Machanical Frequency Tuning by the Hair Bundle of Mechanosensory Hair Cells

Hearing starts with the deflection of the hair bundle, a cohesive tuft of actin-based cylindrical protrusions—the stereocilia—that gives their name to the mechanosensory hair cells of the inner ear. Tension changes in tip links interconnecting the stereocilia modulate the open probability of ion channels located at the stereociliary tips, resulting in an electrical response. Hair cells are tuned to a characteristic frequency of the stimulus and spatially distributed in auditory organs according to a tonotopic map. Here we review micromechanical measurements on single hair bundles implicating this mechanosensory antenna in mechanical frequency tuning of the hair cell. In the frog saccule, a dynamic interplay between negative stiffness mediated by ion channels’ gating forces and delayed force feedback owing to both myosin motors pulling on the tip links and channel reclosure by calcium ions brings the hair bundle to the vicinity of an oscillatory instability—a Hopf bifurcation.
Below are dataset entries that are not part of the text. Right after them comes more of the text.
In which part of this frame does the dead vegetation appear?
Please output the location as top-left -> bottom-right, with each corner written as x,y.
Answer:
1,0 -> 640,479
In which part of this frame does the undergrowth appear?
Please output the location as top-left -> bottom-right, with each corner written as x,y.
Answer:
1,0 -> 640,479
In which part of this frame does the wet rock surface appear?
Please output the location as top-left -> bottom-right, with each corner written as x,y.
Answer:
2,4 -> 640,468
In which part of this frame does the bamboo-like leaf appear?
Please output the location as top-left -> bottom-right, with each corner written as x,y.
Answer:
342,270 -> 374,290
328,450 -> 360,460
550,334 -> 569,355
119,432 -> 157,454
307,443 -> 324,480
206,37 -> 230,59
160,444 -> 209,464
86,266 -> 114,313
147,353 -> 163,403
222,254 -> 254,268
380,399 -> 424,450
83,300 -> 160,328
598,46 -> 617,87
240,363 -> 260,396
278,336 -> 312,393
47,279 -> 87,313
Driven by this active process, the hair bundle works as a resonant system that provides nonlinear amplification of faint signals near its frequency of spontaneous oscillation. In addition, in the rat cochlea, we found that tonotopy is associated with gradients of stiffness and resting mechanical tension, both at the cellular scale of a whole hair bundle and at the molecular scale of a single tip link. Finally, in the frog saccule, recent observations revealed a strong coupling between actin polymerization in the hair bundle, which determines the bundle size and stiffness, and mechanoelectrical transduction, possibly via a formin-dependent pathway that controls the number and length of actin filaments in stereocilia. These findings provide an entry point to the mechanism that maintains the morphology of the hair bundle according to the bundle's function as a frequency-selective antenna.